Generally, all systems and/or components will undergo an aging process before complete failure. This aging process is often modeled as a continuous and deterministic function of time. For example, the failure rate is usually depicted as a bath tub curve as a function of time. However, in most real-life situations, the failure rate depends not only on time but also on the states of the systems and/or components. Moreover, the traditional binary reliability theory assumes that there are only two states: perfect functioning and complete failure. The binary-state assumption may oversimplify the practical circumstances. A multistate degradation system may operate in an intermediate state between perfect functioning and complete failure. These intermediate states can be caused by system deterioration or peripheral factors, such as fatigue, burn-in, vibration, efficiency, failure of nonessential components, and the number of random shocks. Furthermore, the sojourn times in every state are typically uncertain, which can result in the uncertainty of the state-dependent failure rate. Therefore, reliability modeling and evaluation of such multistate degraded systems have been impelled, some of which are discussed in the following.

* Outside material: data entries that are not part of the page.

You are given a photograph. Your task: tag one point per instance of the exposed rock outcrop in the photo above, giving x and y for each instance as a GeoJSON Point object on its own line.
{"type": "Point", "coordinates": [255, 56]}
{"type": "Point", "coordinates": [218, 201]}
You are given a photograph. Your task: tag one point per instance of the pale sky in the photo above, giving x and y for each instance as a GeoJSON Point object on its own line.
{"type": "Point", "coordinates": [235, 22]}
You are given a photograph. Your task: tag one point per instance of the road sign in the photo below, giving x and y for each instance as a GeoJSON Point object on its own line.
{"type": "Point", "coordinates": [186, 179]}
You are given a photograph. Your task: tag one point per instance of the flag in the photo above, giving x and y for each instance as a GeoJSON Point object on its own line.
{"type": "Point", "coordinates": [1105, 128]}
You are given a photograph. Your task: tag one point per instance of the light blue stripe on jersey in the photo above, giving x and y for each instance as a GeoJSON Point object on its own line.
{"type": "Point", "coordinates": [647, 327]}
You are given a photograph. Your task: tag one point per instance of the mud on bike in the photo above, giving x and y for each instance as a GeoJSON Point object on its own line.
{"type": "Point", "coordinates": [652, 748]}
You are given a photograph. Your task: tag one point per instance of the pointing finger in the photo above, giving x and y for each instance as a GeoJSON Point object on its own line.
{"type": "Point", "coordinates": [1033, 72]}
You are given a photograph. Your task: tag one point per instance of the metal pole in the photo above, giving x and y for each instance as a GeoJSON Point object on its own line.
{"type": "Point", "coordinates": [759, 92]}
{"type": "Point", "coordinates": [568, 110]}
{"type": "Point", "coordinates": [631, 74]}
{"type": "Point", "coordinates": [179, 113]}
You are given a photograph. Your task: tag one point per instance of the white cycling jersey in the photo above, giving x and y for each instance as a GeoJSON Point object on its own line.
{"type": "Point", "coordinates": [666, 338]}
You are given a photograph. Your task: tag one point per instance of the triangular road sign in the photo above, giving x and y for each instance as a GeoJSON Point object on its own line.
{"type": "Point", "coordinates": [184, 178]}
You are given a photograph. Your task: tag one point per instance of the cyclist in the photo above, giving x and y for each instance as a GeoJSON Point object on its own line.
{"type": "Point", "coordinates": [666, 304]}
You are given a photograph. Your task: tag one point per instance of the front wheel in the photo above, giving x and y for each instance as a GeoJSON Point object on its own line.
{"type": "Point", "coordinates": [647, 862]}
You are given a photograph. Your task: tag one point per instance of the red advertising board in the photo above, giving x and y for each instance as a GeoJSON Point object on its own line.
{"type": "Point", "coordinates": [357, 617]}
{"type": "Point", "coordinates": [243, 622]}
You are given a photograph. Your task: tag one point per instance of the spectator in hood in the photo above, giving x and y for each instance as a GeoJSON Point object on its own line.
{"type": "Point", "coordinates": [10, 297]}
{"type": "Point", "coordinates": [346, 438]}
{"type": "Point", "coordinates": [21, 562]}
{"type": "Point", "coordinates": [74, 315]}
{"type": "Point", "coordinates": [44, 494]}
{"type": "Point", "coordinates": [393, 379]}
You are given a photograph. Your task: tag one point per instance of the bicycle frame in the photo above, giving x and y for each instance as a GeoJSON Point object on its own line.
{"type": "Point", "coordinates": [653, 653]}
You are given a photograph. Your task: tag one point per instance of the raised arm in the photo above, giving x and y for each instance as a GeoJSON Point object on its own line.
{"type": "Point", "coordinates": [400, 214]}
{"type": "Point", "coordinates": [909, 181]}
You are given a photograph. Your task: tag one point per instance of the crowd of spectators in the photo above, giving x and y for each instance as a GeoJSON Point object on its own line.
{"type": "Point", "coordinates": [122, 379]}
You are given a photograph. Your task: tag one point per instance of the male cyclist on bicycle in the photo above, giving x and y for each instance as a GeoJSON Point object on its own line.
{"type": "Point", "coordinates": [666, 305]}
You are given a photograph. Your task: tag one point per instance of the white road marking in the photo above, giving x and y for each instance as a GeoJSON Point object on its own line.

The basic concepts, such as models, definitions of the structure function, and the properties of a stochastic multistate degradation system, were developed [13]. The notions of minimal path set, minimal cut set, coherence, and component relevancy have also been introduced. Based on these concepts, some corresponding performance measures, such as reliability, availability, mean time-to-failure, and redundancy can be deduced as the reliability description of the system under study [413].

To retain the reliability of a degraded system at a desired level, maintenance plays an important role. There are two types of maintenance that are based on time: corrective maintenance (CM) and preventive maintenance (PM). An optimal PM scheduling for a system consisting of deteriorating components was developed, and the simulated annealing method was employed to obtain the optimum solution [14]. A reliability model based on Markov was presented to evaluate a three-state system, and a novel approach based on the Markov process to solve the differential equations reduced the computational time significantly [15]. The system reliability of a multistate network with multiple sinks was modeled as one of the probabilities, and an efficient algorithm was developed [16]. To improve the availability of nuclear power systems, the PM optimization for the series-parallel structure was modeled and a metaheuristic method was applied to solve the formulated problem [17]. Aiming at the degradation modeling and failure probability quantification of nuclear power plant piping systems, a multistate physics modeling approach had been proposed and applied to the piping system of a pressured water reactor undergoing thermal fatigue [18]. Some researchers have focused on the multistate k-out-of-n system with identical and nonidentical components, and a novel recursive algorithm to assess the reliability and the optimal design to improve the reliability were developed by them [1924]. For a mission-based system, where missions are executed successfully with random durations, periodic and random inspection policy with postponed replacement is introduced [25]. An age-based preventive replacement policy is performed for components and a recursive method is developed to obtain its availability measure [26]. Although most of the models for reliability analysis have assumed that degradation will induce a decrease in system reliability, they have not considered the sudden abrupt failure from a normal working state.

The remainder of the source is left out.